900+ Hours of Using Claude Code for Trading - What I Learned
Everything I Learned in 1,000+ Hours of AI Trading Research
The thing about learning to use AI for trading is that you pay for every mistake in time. Wrong workflow, wasted hours. Bad prompt, wasted afternoon. Start over from scratch, wasted week. I’ve made all of them.
This is everything I wish I knew earlier, compressed.
Six things. All of them practical. None of them obvious on day one.
Plan before you build.
Ive seen most traders describe their strategy in one paragraph and ask for a backtest. The AI writes 200 lines. It errors then they debug and it errors differently. Three hours later, they haven’t run a single clean test.
The problem isn’t the code. There was no plan.
Before any code: tell Claude your strategy idea and ask it to ask you questions. Not “write my backtest.” Just: “I want to build a mean reversion system on S&P 500 stocks. Ask me everything you need to know before we write a line of code.”
What comes back is a list of decisions you hadn’t made yet. Data source. Timeframe. How do you define the entry signal exactly. What’s the exit, fixed stop, time-based, reversal.
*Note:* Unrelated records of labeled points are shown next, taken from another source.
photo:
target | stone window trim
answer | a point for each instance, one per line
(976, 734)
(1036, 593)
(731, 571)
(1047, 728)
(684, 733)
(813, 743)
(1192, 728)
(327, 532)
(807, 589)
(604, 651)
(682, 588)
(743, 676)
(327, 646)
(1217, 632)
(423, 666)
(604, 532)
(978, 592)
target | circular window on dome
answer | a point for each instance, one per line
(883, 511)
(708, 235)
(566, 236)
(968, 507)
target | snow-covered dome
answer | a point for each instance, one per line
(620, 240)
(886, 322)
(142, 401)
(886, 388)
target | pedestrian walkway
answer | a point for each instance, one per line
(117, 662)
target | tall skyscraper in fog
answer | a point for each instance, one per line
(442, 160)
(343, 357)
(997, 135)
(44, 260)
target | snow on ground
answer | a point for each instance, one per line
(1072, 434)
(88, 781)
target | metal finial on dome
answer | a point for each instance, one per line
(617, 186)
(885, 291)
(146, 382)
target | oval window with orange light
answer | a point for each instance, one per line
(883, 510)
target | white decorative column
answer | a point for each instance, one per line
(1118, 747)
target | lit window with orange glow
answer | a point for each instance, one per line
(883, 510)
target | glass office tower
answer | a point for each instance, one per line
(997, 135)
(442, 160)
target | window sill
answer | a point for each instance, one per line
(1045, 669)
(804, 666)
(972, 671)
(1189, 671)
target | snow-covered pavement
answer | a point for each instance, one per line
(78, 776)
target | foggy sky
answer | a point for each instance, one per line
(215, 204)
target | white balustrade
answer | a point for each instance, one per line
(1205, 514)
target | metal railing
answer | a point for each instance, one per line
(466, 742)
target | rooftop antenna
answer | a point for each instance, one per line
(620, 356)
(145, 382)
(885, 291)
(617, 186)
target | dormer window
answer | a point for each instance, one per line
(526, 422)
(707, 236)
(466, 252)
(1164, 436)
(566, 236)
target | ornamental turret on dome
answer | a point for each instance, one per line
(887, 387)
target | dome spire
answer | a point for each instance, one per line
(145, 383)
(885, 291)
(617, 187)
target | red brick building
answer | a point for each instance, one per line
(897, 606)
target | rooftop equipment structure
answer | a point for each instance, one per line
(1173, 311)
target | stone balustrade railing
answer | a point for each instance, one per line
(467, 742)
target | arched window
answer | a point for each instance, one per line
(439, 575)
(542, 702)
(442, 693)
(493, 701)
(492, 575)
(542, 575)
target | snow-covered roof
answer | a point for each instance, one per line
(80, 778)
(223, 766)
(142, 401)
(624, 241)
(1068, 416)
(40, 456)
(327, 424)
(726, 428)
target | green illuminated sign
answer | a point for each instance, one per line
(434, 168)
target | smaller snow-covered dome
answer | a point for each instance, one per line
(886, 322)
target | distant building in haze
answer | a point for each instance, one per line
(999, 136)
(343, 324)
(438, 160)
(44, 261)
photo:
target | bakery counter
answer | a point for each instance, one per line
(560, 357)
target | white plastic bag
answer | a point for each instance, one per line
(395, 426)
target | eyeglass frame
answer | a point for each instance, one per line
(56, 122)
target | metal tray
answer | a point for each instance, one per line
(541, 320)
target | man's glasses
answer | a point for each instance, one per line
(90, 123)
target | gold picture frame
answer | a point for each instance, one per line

How do you handle earnings dates, halts, gaps. Each one matters. Making them during planning costs nothing. Making them after 300 lines of code costs a full afternoon.
AI moves fast. Without a plan, fast is the problem.
Voice your prompts.
This one sounds trivial. It isn’t.
Typed prompts for trading instructions tend to be short. “Build a momentum screener.” “Add a stop loss.” When you type, you edit yourself. You cut context you think is obvious.
When you describe a trading strategy out loud, something different happens. You add detail naturally. You say things like “...but only when volume is above average, because that’s when the signal is actually clean” detail you’d never type. Voice prompts run two to three times longer and more specific. The AI gets better instructions. The code reflects what you actually wanted.
If you’re building at home, try it for one session.
Also I use WisprFlow, it’s free.
Connect Claude to live data with MCP servers.
Traders haven’t heard of MCP servers yet. The simplest way to think about them: a USB port that connects Claude to external data sources.
For trading, the useful ones are market data feeds, broker APIs, financial data providers. Instead of downloading a CSV, cleaning it, and pasting it into Claude, you point Claude at the source directly. It reads your data as part of the workflow.
Practical example: connect to your broker API and describe what you want. “Pull the last 90 days of SPY price data and flag every day where the close was more than 1.5% below the prior close.” Claude pulls the data, runs the logic, returns the result. No file management, no reformatting.
Better context goes in. Better output comes out. That’s the mechanic.
Treat AI like a junior quant with ADHD :)
The most useful mental model for working with Claude on trading tools: junior quant. Capable. Fast. Can build things you couldn’t build alone in a week. But left with a vague brief, it guesses and it guesses confidently.
“Build a backtest” produces 200 lines that may or may not reflect your actual strategy.
“Write a Python function called
calculate_signalsthat takes a DataFrame with columns [date, close, volume] and returns a Boolean column calledsignalTrue when the 10-day return exceeds 5% and today’s volume is above 1.5x its 20-day average. Nothing else.”
produces exactly what you asked for.
Your job isn’t to code. It’s to make the instructions tight enough that the AI’s guesses are correct ones.
Give your AI a permanent memory.
Every new session, most traders re-explain everything. Data format. Broker API. How signals are defined. Position sizing rules. Claude starts cold every time, and you spend the first 15 minutes of every session getting it back up to speed.
There’s a file called CLAUDE.md. It lives in your project folder. Claude reads it automatically at the start of every session.
Put everything in it you’d otherwise repeat: your data format (daily bars, date/open/high/low/close, no dividend adjustment), your broker setup (Alpaca, paper trading only), how you define entries and exits, your risk rules, your Python library preferences, any quirks in your dataset. Build it once. Update it as decisions get made.
The codebase gets smarter with each session. By month two, Claude knows your system setup before you’ve typed a word. That’s compound engineering the same idea as compounding returns, applied to context.
The traders building working AI tools are not the ones with the most coding experience.
They’re the ones who figured out that the human’s job is to make the AI’s guesses better through planning, specific instructions, live context, and a system that remembers.
That’s 900 hours in one read. Nothing magical ;)









Challenge the claude 2 times and it will admit it is wrong and looses all its confidence. How much confidence now you are left with to trade on that code ?
I use claude code in the terminal and claude in the desktop app together, then get them to argue with each other and rip apart what each other is doing. We then reach a consensus on the best way forward using CC to write the code and Claude to check it. Works well.